It was a call that Manteca Police Sgt. Chris Mraz had gotten before: Please come take my marijuana plants.
Manteca residents volunteering to turn over cannabis plants they have legally under medical marijuana laws doesn’t happen every day but neither is it rare.
The caller in this case lives in the South Park neighborhood just south of downtown. The call came after intruders again broke into his backyard to steal the plants.
The homeowner was legally growing marijuana on behalf of two friends that had legal medical marijuana cards but were unable to raise plants. The man had grown weary of break-ins and was concerned about his family’s safety.
“He had enough,” Mraz said.
The crime that has prompted some to turn marijuana being grown legally over to police was one of the reasons that the Manteca City Council decided to end five years of allowing pot to be grown within the city limits for medical marijuana uses. When Feb. 18 rolls around, it will no longer be legal to grow marijuana in Manteca even if you have a medicinal pot card. Those with the cards, however, will be able to still use marijuana.
They won’t, however, be able to use a service to deliver marijuana to them from legal medical marijuana dispensaries in their cities.

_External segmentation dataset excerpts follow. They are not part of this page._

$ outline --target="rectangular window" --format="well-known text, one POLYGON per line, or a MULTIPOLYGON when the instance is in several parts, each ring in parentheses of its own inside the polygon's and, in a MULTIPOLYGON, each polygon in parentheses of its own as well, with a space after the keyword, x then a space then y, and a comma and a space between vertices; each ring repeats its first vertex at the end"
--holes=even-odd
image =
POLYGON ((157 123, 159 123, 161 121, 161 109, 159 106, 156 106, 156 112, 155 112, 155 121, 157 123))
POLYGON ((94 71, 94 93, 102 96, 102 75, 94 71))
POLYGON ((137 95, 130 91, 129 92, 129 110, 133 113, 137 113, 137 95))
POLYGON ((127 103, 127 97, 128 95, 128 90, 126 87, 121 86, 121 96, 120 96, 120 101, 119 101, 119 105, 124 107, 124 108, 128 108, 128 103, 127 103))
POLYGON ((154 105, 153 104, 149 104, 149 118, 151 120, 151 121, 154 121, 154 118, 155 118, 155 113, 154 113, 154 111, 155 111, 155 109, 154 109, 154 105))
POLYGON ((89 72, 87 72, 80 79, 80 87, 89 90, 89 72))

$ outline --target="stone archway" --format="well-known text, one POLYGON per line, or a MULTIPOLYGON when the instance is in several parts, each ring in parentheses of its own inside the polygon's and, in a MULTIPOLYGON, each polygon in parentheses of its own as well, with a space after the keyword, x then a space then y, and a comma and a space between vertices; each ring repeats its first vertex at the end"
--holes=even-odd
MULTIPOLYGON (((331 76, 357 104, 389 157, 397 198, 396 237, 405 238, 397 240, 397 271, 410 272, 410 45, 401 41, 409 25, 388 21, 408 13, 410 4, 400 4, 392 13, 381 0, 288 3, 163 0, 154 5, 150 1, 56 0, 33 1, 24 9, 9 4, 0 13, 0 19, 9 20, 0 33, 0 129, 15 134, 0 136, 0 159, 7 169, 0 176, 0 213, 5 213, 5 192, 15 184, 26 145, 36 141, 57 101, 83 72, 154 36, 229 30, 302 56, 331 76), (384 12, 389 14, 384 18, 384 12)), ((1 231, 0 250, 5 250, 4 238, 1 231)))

They can pick it up themselves or have a caretaker do it for them.
Those who think they can get around the caretaker requirement by declaring a medical marijuana service that is illegal everywhere in California currently to pick it up instead are in for a surprise.
Mraz said the law’s language is explicit.
“Caretakers have to feed you, take care of you,” Mraz said.
At the last City Council meeting a representative of such a delivery service as well as others talked about how essential it is to those with valid medicinal marijuana card that can’t travel out of Manteca to dispensaries and perhaps have concerns about being seen going into such a business. One example was a teacher needing marijuana for pain as prescribed by a doctor but didn’t want to be seen publically buying pot.
“They are called drug dealers,” Mraz said of those that run marijuana delivery services.
Come March 1, however, the state will make such delivery services legal unless local jurisdictions take steps like Manteca did to continue to outlaw them.
Manteca’s decision mirrors that of San Joaquin County as well as the cities of Stockton, Ripon, and Lathrop.
Police Chief Nick Obligacion noted burglary calls from card holders that have had their homes outbuildings broken into and marijuana plants stolen isn’t uncommon.
At least two medicinal marijuana growers contacted by the Bulletin have confirmed they have had break-ins of their garages or yards to access contained areas where marijuana plants were being grown.
Both said they plan to comply with the new Manteca law going into effect in 35 days that outlaws the growing of marijuana.
Manteca Police indicated the city has had three gun deaths that were directly connected with the illegal use of marijuana over the past four years. That’s in addition to dealing with illegal large grow houses supplying the Bay Area medicinal marijuana dispensary market. Last year alone Manteca Police seized 7,800 pounds of marijuana.